Clean drinking water is fundamental to all life. As 2015 marks the end of the United Nations’ International Decade of Action recognizing water and sanitation as a basic human right, it also marks the beginning of a new era of water supply and usage across the state of California.
Since a statewide drought began four years ago, California lawmakers have struggled to find rainfall-independent solutions. This is not the first time California has turned to desalination as part of a larger plan to tackle decreasing water levels and drought conditions. The multiple-year drought in the 1980s led to the construction and opening of the Charles E. Meyer Desalination Plant in Santa Barbara. When rainfall returned just three months after the plant opened, the facility was mothballed. Forward-thinking experts kept up plant maintenance in the meantime, knowing it would not be the last time such measures would be considered or implemented.

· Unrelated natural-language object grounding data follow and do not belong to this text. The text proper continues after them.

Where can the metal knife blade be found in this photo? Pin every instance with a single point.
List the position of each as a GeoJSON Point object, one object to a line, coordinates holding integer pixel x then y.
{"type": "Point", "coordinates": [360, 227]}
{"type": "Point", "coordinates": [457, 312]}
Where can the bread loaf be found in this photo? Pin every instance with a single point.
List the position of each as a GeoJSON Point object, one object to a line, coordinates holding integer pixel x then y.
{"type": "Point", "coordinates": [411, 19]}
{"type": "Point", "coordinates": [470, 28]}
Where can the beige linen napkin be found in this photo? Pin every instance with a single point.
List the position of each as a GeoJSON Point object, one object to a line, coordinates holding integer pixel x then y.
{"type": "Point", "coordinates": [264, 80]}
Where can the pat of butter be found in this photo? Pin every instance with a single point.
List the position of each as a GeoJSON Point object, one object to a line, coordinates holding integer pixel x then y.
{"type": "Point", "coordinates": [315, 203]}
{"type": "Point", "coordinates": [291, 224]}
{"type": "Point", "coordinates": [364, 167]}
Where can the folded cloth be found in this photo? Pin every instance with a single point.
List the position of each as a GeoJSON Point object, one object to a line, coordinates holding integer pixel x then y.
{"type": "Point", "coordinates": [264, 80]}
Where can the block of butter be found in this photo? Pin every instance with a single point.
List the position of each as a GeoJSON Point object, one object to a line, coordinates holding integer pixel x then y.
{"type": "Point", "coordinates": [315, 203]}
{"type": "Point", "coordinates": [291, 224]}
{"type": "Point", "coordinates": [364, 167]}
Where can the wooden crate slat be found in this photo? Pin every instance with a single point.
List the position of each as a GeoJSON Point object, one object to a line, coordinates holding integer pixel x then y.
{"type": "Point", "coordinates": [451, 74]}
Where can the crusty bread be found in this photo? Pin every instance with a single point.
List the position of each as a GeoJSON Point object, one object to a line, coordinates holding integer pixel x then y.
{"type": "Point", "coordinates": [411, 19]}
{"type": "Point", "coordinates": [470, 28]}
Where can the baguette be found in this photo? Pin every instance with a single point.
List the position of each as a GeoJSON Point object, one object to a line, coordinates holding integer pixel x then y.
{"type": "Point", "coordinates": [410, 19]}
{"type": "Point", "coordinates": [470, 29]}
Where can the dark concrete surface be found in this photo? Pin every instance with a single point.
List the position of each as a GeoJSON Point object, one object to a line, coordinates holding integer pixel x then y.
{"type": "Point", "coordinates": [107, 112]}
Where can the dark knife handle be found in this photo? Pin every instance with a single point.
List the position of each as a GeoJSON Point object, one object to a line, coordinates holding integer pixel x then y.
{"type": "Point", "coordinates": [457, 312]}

There are also costs and other types of resource usage issues to consider. For instance, much of Southern California’s drinking water travels hundreds of miles from its origin in the Colorado River, transported using a massive and expensive aqueduct and conveyance system. With this current drought comes an opportunity to revisit tabled solutions and better prepare future plans to make desalination part of a larger framework to continue to keep California watered.
Desalination is not a silver bullet. But technology has improved the process and subsequently lowered the cost. Stuart White, director of Sydney, Australia’s Institute for Sustainable Futures, has called the need to plan for future plants “desalination readiness.” In Australia, as in many other arid, desert-like parts of the world, desalination has become a necessary and useful part of a plan to increase water resiliency and drought preparedness. The capacity of large desalination plants is quantified by how many millions of gallons of water per day (MGD) the plant produces, with Sorek, the world’s largest seawater reverse osmosis plant located south of Tel Aviv, producing 165 MGD. The largest desalination plant using membrane technology, which typically uses energy recovery devices such as the PX Pressure Exchanger, is Magtaa in Algeria, with a capacity of 132 MGD.
In the following pages, we’ll consider the success stories of desalination in California coastal cities, in Israel, and in Perth, where desalination helped pull the Australian city back from the brink of disaster during a decades-long drought. We’ll also look at other examples that circle the globe. Spain recycles 17 percent of its effluent, the second highest percentage worldwide after Israel, which treats 86 percent of its wastewater and irrigates more than half its crops with treated effluent. Domestically, states with desert climates, including Texas, are considering adding desalination plants to their resource management portfolio as a way to stay ahead of disaster and move ahead with progressive, affordable technological solutions to an age-old problem.